Dr. Sekandari is based in the US, where she has also seen people's confusion with mental illness and possession get in the way of treatment. She said that people often focus on trying to get evil spirits out instead of working on the real issues that lie within. In order to support her patients that have a strong focus on the supernatural, she strives to educate Muslims that the Quran does not only include supernatural possession, but it also teaches about mental illness. She then offers a "multimodal approach" where people can get the psychological support they need and still incorporate Islam as part of their treatment.
"I don't think it's necessary to separate religion from treatment; I believe in using whatever connection people have to aid in treatment," Dr. Sekandari said. "For some it's prayer, so prayer can be used in addition to more traditional treatments such as medication and therapy. I have had the most success when I meet my patients where they are instead of expecting them to change completely who they are."

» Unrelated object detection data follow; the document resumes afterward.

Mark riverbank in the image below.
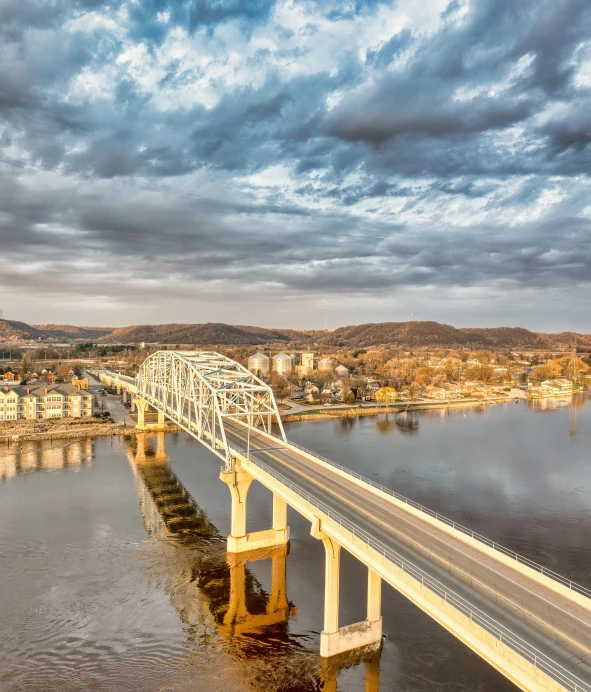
[281,397,519,423]
[0,423,181,443]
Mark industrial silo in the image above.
[318,357,334,372]
[334,365,349,378]
[273,353,293,375]
[248,353,269,376]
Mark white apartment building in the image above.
[0,383,94,421]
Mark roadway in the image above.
[224,419,591,687]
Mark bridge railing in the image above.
[230,448,591,692]
[271,433,591,598]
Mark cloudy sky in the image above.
[0,0,591,331]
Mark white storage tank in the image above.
[334,365,349,377]
[273,353,293,375]
[318,357,334,372]
[248,353,269,375]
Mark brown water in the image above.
[0,397,591,692]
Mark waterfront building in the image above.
[0,383,94,421]
[72,377,88,389]
[540,378,573,395]
[334,365,349,379]
[302,352,314,372]
[248,353,269,377]
[273,353,293,375]
[318,357,334,372]
[248,353,269,377]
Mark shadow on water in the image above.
[0,438,93,481]
[125,433,379,692]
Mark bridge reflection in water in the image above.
[125,432,380,692]
[0,438,92,481]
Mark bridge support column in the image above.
[220,462,289,553]
[311,520,382,658]
[135,398,148,430]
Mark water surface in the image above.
[0,397,591,692]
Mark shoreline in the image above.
[0,397,520,444]
[0,424,182,444]
[281,397,520,423]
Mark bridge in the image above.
[123,432,379,692]
[100,351,591,692]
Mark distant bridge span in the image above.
[100,351,591,692]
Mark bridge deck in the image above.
[225,421,591,689]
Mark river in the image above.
[0,395,591,692]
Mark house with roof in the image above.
[0,383,94,422]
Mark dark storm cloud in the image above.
[0,0,591,318]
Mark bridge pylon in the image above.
[220,460,289,553]
[311,521,382,658]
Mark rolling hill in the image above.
[0,320,591,351]
[31,324,113,341]
[320,321,548,349]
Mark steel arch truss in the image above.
[137,351,285,461]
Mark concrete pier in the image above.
[220,464,289,553]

While educating individuals is necessary for proper treatment, Dr Sekandari says that in order for this harmful confusion between mental illness and possession to stop, imams (Muslim religious leaders) must be educated. Religious leaders often lead and set the tone for Muslim communities, which includes religious healers, so Dr. Sekandari and her colleagues at Mentalhealth4muslims.com are currently training imams about mental health and are giving them tools to communicate the information effectively to their congregation.
Nadia became aware that she was struggling with depression because of such resources that she discovered. However, she is not able to process or work through issues with a doctor or anyone in her Saudi community because of the stigmatism around mental illness. The only time she feels able to share about her depression is with her international friends—where she doesn't feel judged.

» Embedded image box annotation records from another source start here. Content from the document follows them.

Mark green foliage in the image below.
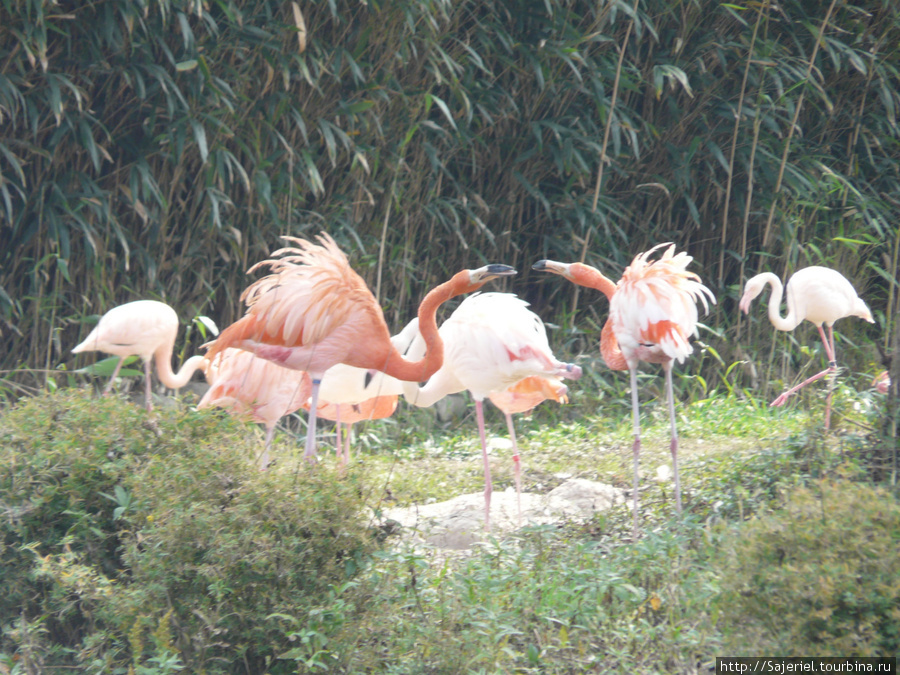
[0,0,900,406]
[0,390,373,675]
[717,480,900,656]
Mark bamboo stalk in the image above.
[762,0,837,248]
[570,0,640,329]
[719,0,769,288]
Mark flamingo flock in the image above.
[72,233,884,536]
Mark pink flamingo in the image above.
[207,233,515,462]
[72,300,206,411]
[534,244,716,536]
[197,347,312,470]
[488,375,569,522]
[316,396,399,466]
[403,293,581,530]
[303,317,419,464]
[740,266,875,430]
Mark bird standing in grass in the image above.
[207,233,515,462]
[72,300,206,411]
[197,348,312,471]
[534,244,716,536]
[303,317,419,464]
[488,375,569,521]
[740,266,875,430]
[403,293,581,530]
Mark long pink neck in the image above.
[154,345,206,389]
[566,263,616,300]
[568,263,628,370]
[384,271,484,382]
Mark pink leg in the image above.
[504,413,522,527]
[259,422,277,471]
[475,399,494,532]
[303,378,322,464]
[663,368,681,516]
[819,326,837,431]
[334,403,344,466]
[769,326,837,430]
[144,361,153,412]
[344,422,353,464]
[629,368,641,538]
[103,356,125,396]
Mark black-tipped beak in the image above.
[471,263,518,283]
[531,260,569,275]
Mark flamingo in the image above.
[72,300,206,411]
[197,347,312,470]
[303,317,419,464]
[488,375,569,522]
[403,293,581,530]
[207,233,516,462]
[316,394,399,466]
[533,244,716,536]
[740,266,875,430]
[872,370,891,394]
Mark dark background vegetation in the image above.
[0,0,900,675]
[0,0,900,396]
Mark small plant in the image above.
[0,389,373,675]
[717,480,900,656]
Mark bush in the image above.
[721,480,900,656]
[0,391,372,674]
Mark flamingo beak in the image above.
[531,260,569,276]
[469,263,518,284]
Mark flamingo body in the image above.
[534,244,716,536]
[207,233,515,461]
[72,300,206,410]
[197,347,312,469]
[304,317,419,464]
[739,266,875,430]
[404,293,581,529]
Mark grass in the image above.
[0,380,900,675]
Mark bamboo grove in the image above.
[0,0,900,398]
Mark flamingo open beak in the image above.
[531,260,569,276]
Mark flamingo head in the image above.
[739,275,768,314]
[467,263,517,290]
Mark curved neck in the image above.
[155,347,206,389]
[600,319,628,370]
[383,270,484,382]
[567,263,616,300]
[760,272,800,330]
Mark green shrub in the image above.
[0,390,372,674]
[720,481,900,656]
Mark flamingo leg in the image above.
[103,356,125,396]
[663,361,681,516]
[628,368,641,537]
[142,361,153,412]
[819,326,837,431]
[504,413,522,527]
[334,403,344,466]
[769,326,837,430]
[303,378,322,464]
[259,422,276,471]
[475,399,494,532]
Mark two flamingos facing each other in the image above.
[72,300,207,411]
[740,266,875,430]
[533,244,716,536]
[206,233,516,462]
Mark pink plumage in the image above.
[404,293,581,529]
[197,348,312,469]
[72,300,207,410]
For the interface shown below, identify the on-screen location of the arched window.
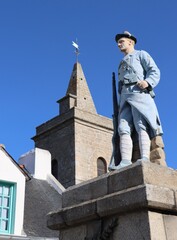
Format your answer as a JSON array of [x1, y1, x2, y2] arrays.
[[52, 159, 58, 179], [97, 157, 107, 176]]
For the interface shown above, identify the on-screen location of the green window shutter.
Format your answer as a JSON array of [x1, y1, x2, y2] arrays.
[[0, 182, 15, 234]]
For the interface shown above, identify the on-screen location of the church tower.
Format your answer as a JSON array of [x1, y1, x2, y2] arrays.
[[32, 62, 113, 188]]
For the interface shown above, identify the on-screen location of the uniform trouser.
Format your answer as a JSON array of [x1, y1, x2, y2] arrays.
[[118, 103, 150, 160]]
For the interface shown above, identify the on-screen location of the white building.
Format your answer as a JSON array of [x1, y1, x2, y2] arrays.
[[0, 145, 64, 240]]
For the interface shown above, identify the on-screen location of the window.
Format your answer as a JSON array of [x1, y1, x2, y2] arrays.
[[52, 159, 58, 179], [0, 182, 15, 234], [97, 157, 107, 176]]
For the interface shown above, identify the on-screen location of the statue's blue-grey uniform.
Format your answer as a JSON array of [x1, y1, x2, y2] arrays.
[[118, 50, 163, 138]]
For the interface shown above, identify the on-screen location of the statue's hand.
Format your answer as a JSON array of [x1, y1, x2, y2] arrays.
[[137, 80, 149, 89]]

"All of my friends from abroad talk about mental health issues as though it is something normal," Nadia said. "But in my culture, it's not normal...it's crazy."
Nadia met these friends at her international workplace. At times, even getting to work can be excruciating because of her depression. After suffering from depression for 10 years, Nadia has endured a long and "dark" struggle where it can be extremely difficult to get out of bed. On her most difficult days, she feels like she is "falling apart" but has been unable to find a counsellor that will "stop spiritualizing everything." Instead, she sees her international friends as her "'support group.'"
"They need to separate religion from psychology, especially for us women, who suffer from depression because of our shitty circumstances, or we cannot—and will not—get help," Nadia sad. "Society also needs to be rid of this of shame toward mental illness and stop saying that people are weak or not perfect believers, or possessed! Spirituality is important but it doesn't mean that you deny what is really going on because it will only get worse."